El déficit de precipitaciones y las altas temperaturas continúan mermando los recursos en el conjunto de la Comunidad Valenciana, que se sitúa en un 59,20 % de su capacidad, muy por debajo de la media de otras regiones peninsulares que superan holgadamente el 85 % (como Castilla y León o Galicia). La crisis, además, se agudiza en Castellón. Los recintos castellonenses han caído al 58,82 % (130 hm³), confirmando una tendencia a la baja que deja a la provincia con menos recursos hídricos disponibles de los que contabilizaba en la misma semana del año anterior. Por su parte, la provincia de Valencia resiste ligeramente por encima, al 60,99 %.

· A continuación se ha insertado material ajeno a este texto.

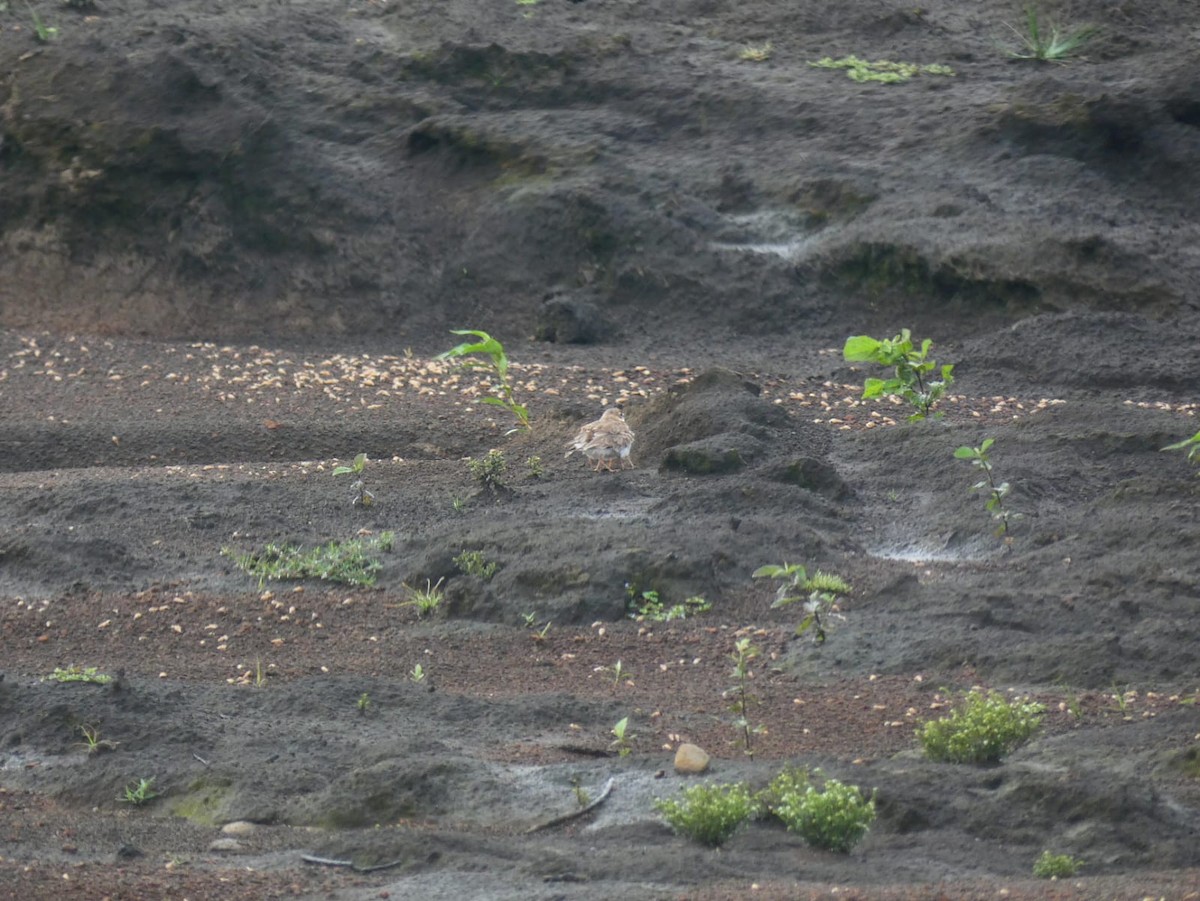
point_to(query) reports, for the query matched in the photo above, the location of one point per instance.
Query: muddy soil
(234, 240)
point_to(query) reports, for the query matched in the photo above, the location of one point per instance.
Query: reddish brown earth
(237, 235)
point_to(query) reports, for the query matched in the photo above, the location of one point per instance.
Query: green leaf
(861, 348)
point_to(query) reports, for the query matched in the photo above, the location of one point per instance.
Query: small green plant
(1056, 866)
(882, 71)
(1047, 42)
(353, 562)
(819, 594)
(581, 794)
(427, 599)
(916, 376)
(42, 32)
(93, 743)
(1192, 445)
(139, 793)
(473, 563)
(708, 814)
(985, 728)
(89, 674)
(490, 469)
(623, 738)
(497, 361)
(756, 53)
(358, 469)
(833, 816)
(652, 608)
(744, 653)
(996, 493)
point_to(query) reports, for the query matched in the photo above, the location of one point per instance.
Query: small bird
(605, 440)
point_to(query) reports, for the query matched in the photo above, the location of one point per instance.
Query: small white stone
(690, 758)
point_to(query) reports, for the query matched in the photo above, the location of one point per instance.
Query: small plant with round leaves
(832, 815)
(996, 491)
(138, 793)
(490, 469)
(985, 728)
(917, 379)
(1056, 866)
(358, 469)
(708, 814)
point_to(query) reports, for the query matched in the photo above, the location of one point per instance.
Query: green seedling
(756, 53)
(93, 743)
(996, 493)
(985, 728)
(352, 562)
(916, 377)
(358, 468)
(882, 71)
(473, 563)
(744, 653)
(139, 793)
(42, 32)
(819, 594)
(496, 361)
(426, 600)
(833, 816)
(622, 738)
(1192, 445)
(708, 814)
(1045, 42)
(489, 470)
(1056, 866)
(653, 610)
(581, 794)
(88, 674)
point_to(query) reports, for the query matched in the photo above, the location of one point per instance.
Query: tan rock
(690, 758)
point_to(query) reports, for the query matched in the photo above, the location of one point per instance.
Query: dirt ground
(234, 239)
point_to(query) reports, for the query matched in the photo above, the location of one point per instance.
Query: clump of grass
(426, 600)
(708, 814)
(353, 562)
(833, 816)
(1056, 866)
(473, 563)
(1045, 41)
(489, 470)
(985, 728)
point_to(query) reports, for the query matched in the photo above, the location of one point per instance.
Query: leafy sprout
(497, 361)
(917, 379)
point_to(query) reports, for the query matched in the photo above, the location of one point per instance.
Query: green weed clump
(1056, 866)
(353, 562)
(834, 816)
(708, 814)
(882, 71)
(984, 730)
(918, 379)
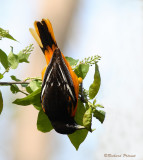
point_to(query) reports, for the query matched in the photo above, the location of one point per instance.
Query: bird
(60, 85)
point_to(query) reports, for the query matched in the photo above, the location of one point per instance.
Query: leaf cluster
(87, 108)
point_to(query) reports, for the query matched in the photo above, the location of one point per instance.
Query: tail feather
(44, 36)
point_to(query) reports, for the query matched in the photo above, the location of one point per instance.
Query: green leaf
(87, 119)
(3, 59)
(79, 136)
(14, 78)
(34, 85)
(99, 105)
(13, 60)
(5, 34)
(23, 57)
(1, 76)
(43, 122)
(72, 61)
(81, 70)
(100, 115)
(32, 98)
(28, 89)
(94, 87)
(14, 88)
(1, 102)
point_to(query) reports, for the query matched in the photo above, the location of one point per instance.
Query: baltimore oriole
(60, 87)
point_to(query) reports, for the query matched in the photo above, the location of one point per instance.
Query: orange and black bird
(60, 87)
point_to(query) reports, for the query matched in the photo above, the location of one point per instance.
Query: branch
(11, 83)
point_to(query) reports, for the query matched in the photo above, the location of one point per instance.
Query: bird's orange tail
(44, 36)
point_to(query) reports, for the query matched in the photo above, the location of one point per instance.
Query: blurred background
(112, 29)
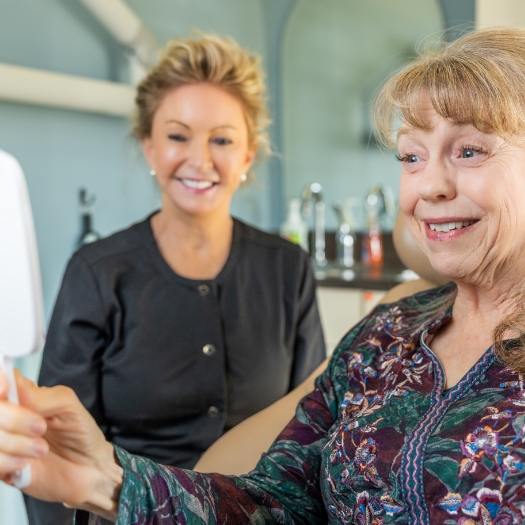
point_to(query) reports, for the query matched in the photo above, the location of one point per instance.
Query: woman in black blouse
(178, 328)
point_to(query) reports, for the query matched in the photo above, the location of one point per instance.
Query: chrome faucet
(380, 205)
(313, 192)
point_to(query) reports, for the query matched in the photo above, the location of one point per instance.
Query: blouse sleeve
(309, 351)
(77, 336)
(284, 488)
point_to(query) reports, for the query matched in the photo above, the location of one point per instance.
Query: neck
(195, 247)
(484, 307)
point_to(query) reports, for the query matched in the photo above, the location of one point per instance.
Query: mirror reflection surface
(336, 55)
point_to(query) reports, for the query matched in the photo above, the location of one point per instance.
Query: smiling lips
(197, 184)
(448, 226)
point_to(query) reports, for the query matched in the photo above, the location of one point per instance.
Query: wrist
(104, 496)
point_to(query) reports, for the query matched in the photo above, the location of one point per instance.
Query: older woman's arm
(80, 469)
(239, 450)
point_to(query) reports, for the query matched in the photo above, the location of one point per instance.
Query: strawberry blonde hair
(479, 80)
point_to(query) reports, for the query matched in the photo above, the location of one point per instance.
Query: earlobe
(148, 150)
(250, 157)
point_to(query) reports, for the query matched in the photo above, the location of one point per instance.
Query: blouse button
(208, 350)
(203, 289)
(213, 412)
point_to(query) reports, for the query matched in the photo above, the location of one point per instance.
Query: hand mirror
(21, 309)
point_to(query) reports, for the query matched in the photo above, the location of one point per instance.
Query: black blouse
(167, 364)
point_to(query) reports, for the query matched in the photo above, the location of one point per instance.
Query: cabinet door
(341, 308)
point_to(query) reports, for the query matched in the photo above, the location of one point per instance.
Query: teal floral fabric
(379, 441)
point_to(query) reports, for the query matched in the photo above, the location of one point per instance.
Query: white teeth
(447, 226)
(197, 184)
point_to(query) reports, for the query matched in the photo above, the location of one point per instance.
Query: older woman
(419, 417)
(181, 326)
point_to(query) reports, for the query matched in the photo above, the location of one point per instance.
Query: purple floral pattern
(379, 442)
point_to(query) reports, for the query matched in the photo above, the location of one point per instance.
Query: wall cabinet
(341, 308)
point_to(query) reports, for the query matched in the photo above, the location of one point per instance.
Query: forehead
(435, 124)
(201, 101)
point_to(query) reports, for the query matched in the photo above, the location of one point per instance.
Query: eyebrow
(403, 130)
(173, 121)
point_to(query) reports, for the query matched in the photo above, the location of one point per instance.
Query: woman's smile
(197, 186)
(449, 228)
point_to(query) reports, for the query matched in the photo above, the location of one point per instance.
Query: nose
(199, 155)
(437, 182)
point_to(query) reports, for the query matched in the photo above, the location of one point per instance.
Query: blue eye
(221, 141)
(177, 137)
(408, 158)
(469, 152)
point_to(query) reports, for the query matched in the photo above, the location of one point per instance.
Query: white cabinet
(342, 308)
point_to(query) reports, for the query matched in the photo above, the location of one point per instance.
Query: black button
(203, 289)
(213, 412)
(208, 350)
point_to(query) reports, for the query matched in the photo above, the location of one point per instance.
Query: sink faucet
(313, 192)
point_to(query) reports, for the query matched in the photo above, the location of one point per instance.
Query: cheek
(408, 195)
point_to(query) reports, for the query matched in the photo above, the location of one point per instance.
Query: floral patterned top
(378, 442)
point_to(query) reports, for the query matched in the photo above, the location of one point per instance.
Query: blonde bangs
(482, 85)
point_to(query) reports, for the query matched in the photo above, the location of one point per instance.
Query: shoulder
(122, 244)
(399, 321)
(261, 240)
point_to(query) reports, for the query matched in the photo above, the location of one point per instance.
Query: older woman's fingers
(4, 386)
(20, 420)
(9, 465)
(20, 445)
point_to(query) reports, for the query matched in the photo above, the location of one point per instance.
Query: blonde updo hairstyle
(480, 80)
(209, 58)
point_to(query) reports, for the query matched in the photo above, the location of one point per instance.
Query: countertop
(363, 277)
(391, 273)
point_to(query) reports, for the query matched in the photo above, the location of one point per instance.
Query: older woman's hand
(70, 460)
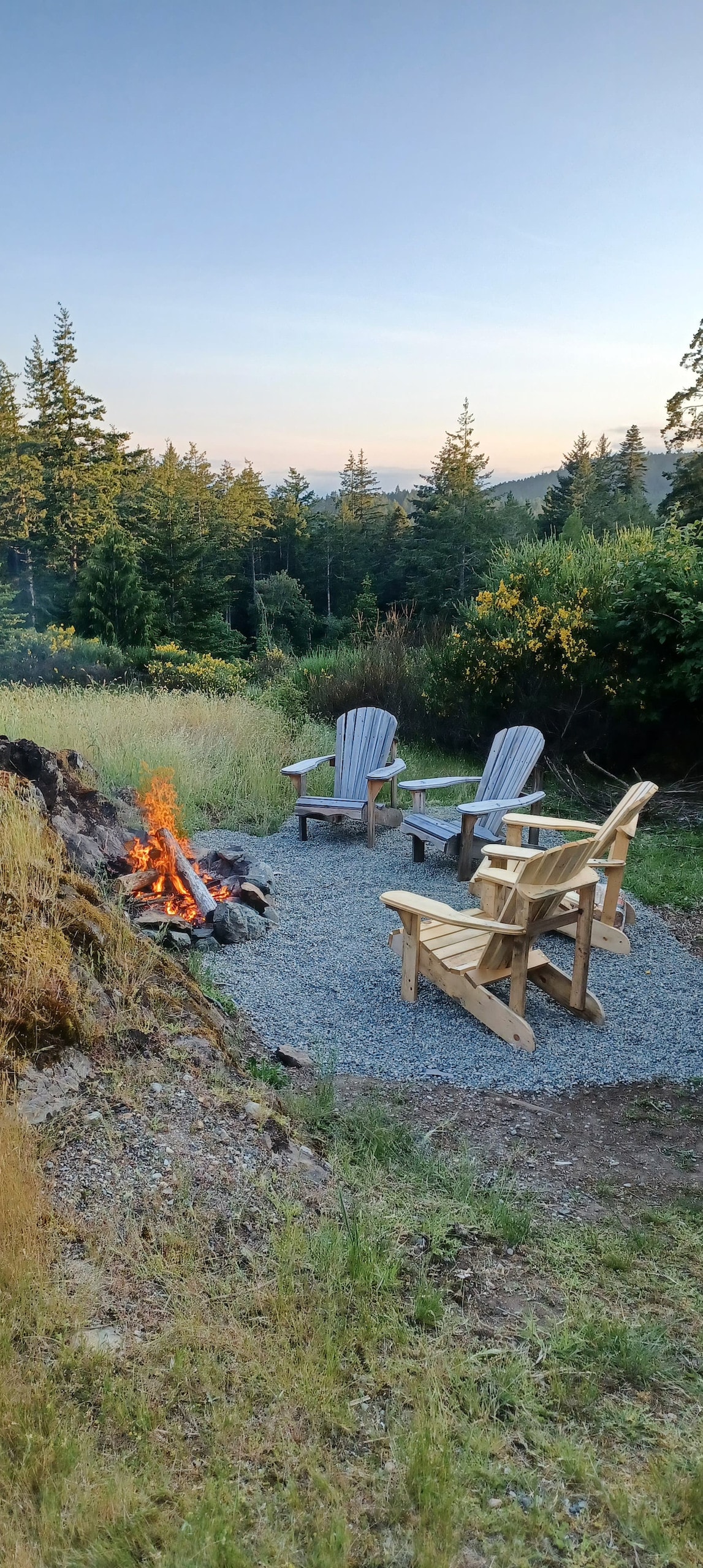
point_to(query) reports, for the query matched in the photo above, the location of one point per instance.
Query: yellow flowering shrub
(180, 670)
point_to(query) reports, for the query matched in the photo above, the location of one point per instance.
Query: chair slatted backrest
(365, 737)
(511, 763)
(623, 818)
(550, 872)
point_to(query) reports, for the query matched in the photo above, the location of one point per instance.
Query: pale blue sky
(287, 228)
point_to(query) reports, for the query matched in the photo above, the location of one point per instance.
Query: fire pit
(217, 897)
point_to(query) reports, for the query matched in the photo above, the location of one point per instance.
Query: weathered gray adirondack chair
(366, 737)
(512, 758)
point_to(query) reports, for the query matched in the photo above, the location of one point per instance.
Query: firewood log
(189, 875)
(137, 882)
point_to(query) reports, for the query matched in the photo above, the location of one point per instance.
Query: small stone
(262, 875)
(292, 1059)
(236, 922)
(197, 1048)
(255, 897)
(101, 1340)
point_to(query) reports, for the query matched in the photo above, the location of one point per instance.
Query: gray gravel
(327, 982)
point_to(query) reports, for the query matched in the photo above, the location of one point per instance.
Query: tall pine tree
(683, 433)
(454, 524)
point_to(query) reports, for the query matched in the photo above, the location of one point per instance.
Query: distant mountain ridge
(536, 486)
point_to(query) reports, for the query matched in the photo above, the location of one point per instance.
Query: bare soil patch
(686, 925)
(581, 1153)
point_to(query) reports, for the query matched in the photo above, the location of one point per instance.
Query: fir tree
(629, 466)
(559, 500)
(21, 486)
(112, 601)
(682, 432)
(291, 518)
(69, 444)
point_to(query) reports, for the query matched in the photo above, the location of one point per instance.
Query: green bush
(57, 656)
(595, 640)
(178, 670)
(382, 673)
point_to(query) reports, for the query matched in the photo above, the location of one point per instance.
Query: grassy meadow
(226, 753)
(226, 756)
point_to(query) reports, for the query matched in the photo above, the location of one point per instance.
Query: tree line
(134, 548)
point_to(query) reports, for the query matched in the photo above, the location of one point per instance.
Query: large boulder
(236, 922)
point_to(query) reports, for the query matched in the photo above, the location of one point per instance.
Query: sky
(292, 228)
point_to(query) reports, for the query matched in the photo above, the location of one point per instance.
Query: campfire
(170, 888)
(165, 874)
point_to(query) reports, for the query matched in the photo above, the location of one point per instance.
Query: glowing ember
(164, 889)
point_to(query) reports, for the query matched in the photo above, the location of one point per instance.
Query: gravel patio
(325, 981)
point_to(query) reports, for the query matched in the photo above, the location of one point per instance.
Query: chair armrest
(446, 783)
(512, 852)
(382, 775)
(558, 824)
(300, 769)
(413, 903)
(485, 808)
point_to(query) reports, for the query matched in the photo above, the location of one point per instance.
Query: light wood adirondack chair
(366, 737)
(463, 952)
(609, 844)
(512, 758)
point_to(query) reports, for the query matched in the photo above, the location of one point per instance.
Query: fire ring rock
(236, 922)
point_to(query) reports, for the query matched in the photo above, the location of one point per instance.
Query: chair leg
(522, 952)
(558, 985)
(580, 976)
(412, 959)
(465, 847)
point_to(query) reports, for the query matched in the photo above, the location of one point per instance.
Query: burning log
(137, 882)
(189, 877)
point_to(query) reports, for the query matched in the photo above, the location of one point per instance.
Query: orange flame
(159, 802)
(161, 807)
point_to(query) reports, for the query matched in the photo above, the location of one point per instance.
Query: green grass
(351, 1399)
(226, 758)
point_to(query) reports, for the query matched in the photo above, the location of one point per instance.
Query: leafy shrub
(382, 673)
(590, 639)
(178, 670)
(55, 656)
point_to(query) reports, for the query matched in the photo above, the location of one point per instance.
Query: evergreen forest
(120, 562)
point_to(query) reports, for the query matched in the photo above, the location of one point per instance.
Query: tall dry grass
(226, 753)
(37, 985)
(23, 1205)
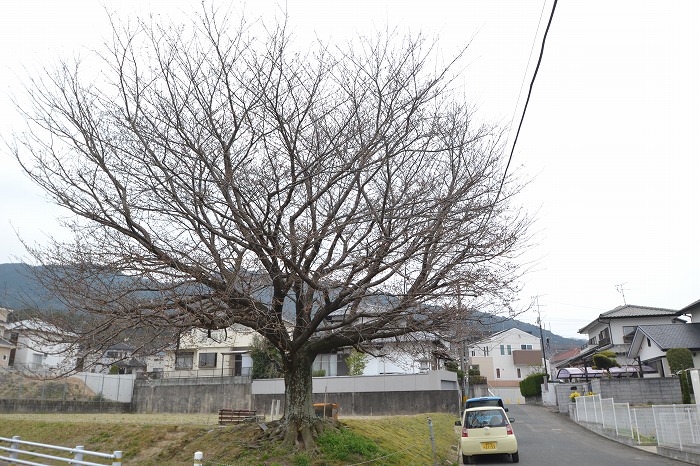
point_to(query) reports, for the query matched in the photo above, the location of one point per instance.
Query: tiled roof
(565, 355)
(629, 310)
(691, 306)
(668, 336)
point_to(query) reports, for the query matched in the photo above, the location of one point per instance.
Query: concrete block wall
(59, 406)
(658, 391)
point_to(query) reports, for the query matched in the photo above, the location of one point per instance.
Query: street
(546, 438)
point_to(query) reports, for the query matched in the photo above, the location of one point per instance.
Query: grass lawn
(172, 439)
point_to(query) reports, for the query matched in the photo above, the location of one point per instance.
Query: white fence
(674, 426)
(113, 387)
(16, 454)
(677, 426)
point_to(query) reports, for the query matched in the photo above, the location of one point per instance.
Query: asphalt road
(547, 438)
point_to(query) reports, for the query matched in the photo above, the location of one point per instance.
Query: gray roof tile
(668, 336)
(629, 310)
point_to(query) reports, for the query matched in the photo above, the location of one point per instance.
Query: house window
(237, 364)
(37, 360)
(184, 360)
(207, 359)
(628, 333)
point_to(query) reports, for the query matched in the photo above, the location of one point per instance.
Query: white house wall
(41, 357)
(488, 365)
(393, 362)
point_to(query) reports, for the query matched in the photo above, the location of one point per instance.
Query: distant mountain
(556, 342)
(20, 290)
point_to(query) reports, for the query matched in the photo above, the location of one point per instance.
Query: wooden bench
(236, 416)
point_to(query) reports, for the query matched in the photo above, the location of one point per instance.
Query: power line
(527, 100)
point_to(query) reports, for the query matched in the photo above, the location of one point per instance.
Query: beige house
(505, 359)
(204, 353)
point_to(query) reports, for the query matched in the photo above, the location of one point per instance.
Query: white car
(486, 431)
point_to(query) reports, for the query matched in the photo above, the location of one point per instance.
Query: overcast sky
(608, 139)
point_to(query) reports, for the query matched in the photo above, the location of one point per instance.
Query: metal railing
(673, 426)
(18, 455)
(677, 426)
(245, 373)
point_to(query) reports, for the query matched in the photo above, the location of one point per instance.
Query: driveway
(549, 438)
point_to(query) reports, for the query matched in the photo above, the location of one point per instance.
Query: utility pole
(621, 289)
(539, 323)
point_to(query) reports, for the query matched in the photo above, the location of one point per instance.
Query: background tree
(680, 359)
(323, 199)
(604, 361)
(267, 362)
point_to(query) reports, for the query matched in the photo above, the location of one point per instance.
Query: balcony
(527, 357)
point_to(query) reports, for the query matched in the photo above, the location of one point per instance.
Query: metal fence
(674, 426)
(677, 426)
(23, 452)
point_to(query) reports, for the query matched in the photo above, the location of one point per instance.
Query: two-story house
(6, 347)
(505, 359)
(40, 348)
(614, 331)
(651, 342)
(202, 353)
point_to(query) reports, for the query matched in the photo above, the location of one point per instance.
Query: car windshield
(484, 418)
(476, 403)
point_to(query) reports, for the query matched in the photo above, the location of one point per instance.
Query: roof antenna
(621, 289)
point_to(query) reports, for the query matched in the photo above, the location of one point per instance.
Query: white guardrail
(18, 455)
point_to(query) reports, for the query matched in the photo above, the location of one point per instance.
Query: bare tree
(324, 199)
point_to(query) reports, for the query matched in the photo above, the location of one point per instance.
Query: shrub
(532, 384)
(356, 362)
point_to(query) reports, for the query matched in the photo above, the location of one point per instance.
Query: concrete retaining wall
(59, 406)
(377, 403)
(639, 391)
(204, 395)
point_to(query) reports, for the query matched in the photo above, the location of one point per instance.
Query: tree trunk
(299, 418)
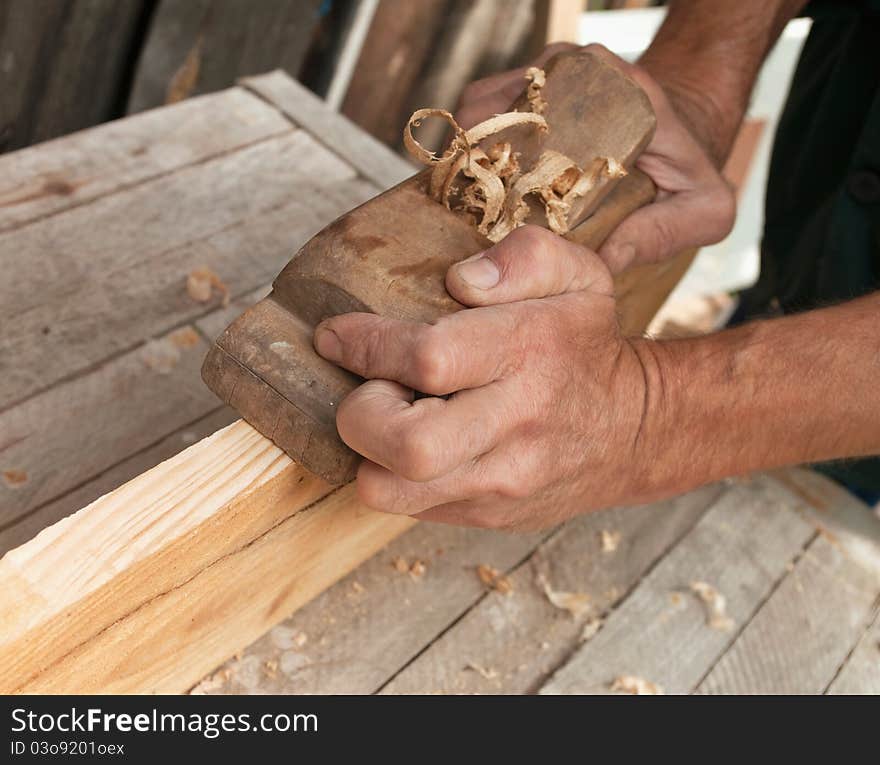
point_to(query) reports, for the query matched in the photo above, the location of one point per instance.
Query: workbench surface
(99, 356)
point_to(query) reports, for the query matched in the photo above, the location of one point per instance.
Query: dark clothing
(821, 240)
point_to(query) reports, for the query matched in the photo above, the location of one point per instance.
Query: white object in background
(734, 263)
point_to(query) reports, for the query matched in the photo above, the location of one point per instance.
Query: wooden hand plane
(390, 256)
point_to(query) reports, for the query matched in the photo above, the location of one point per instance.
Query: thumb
(529, 263)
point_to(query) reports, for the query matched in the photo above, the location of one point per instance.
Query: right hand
(694, 205)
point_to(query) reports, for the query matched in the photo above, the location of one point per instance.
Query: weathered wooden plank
(127, 595)
(63, 66)
(198, 46)
(69, 171)
(26, 527)
(361, 632)
(400, 40)
(741, 546)
(861, 672)
(805, 631)
(803, 634)
(71, 432)
(518, 639)
(84, 297)
(371, 158)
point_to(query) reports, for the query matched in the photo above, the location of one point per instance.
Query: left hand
(547, 398)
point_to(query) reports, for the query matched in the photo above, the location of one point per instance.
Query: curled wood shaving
(635, 685)
(489, 185)
(576, 603)
(537, 79)
(716, 606)
(200, 284)
(609, 540)
(493, 579)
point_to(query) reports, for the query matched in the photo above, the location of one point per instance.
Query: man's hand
(547, 396)
(694, 204)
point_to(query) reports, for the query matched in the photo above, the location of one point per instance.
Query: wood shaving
(15, 479)
(591, 627)
(537, 79)
(489, 186)
(486, 674)
(201, 283)
(716, 606)
(576, 603)
(494, 580)
(635, 685)
(609, 540)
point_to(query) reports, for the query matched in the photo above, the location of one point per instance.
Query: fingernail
(327, 343)
(481, 273)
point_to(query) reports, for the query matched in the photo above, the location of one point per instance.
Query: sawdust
(576, 603)
(609, 540)
(15, 479)
(635, 685)
(201, 283)
(494, 580)
(590, 628)
(495, 188)
(484, 672)
(716, 606)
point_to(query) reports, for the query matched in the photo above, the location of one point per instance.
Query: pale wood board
(520, 638)
(26, 527)
(361, 631)
(741, 546)
(71, 432)
(70, 171)
(84, 297)
(803, 635)
(370, 157)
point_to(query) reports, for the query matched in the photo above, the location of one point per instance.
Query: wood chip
(635, 685)
(494, 580)
(716, 606)
(201, 283)
(591, 627)
(576, 603)
(15, 479)
(486, 674)
(609, 540)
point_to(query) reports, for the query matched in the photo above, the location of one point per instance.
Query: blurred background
(69, 64)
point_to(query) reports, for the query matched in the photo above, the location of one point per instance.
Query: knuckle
(434, 362)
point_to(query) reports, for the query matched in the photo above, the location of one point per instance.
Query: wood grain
(83, 298)
(67, 172)
(370, 157)
(741, 547)
(520, 638)
(220, 41)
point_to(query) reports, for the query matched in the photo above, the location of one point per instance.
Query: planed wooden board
(198, 46)
(520, 638)
(84, 298)
(63, 65)
(369, 625)
(27, 526)
(71, 432)
(70, 171)
(370, 157)
(741, 547)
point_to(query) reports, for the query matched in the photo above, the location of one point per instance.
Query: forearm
(805, 388)
(707, 55)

Acueducto bajo asedio político y judicial
Este delicado escenario de reservas choca frontalmente con el callejón sin salida en el que se encuentra el trasvase Tajo-Segura. A las exiguas reservas de Alicante, Murcia y Almería se suma el firme aval del Tribunal Supremo a la implantación de los caudales ecológicos en el río Tajo. Como ya ha quedado patente tras la desestimación de los recursos de los regantes, esta hoja de ruta judicial y política despeja definitivamente el camino normativo para que se ejecute un recorte progresivo de las transferencias hídricas hacia el sureste.
Estado de los embalses por provincias
La tensión está servida mientras el reloj avanza hacia los meses de mayor demanda agrícola y de consumo. Las posturas entre las instituciones de las comunidades receptoras y el Gobierno de Pedro Sánchez están más distanciadas que nunca, evidenciando que el conflicto ha trascendido el ámbito técnico para instalarse de lleno en la trinchera política.
Sin la red de seguridad que históricamente ha proporcionado el acueducto y con la alternativa de la desalación cuestionada por el sector agrícola debido a la falta de infraestructuras de conexión, el campo alicantino se prepara para un verano marcado por la escasez física de recursos y la zozobra.
A nivel de cuencas, la fractura hídrica en la Península es evidente. Mientras demarcaciones como el Duero (89,77 %) o el Tajo (79,13 %) rozan el lleno técnico para afrontar el verano, la cuenca del Segura agoniza al 60,44 % y la del Júcar sobrevive al 67,78 %. Los datos ministeriales no hacen sino confirmar que la España seca encara la temporada estival mirando al cielo y a unos despachos donde el futuro del agua, hoy más que nunca, pende de un hilo.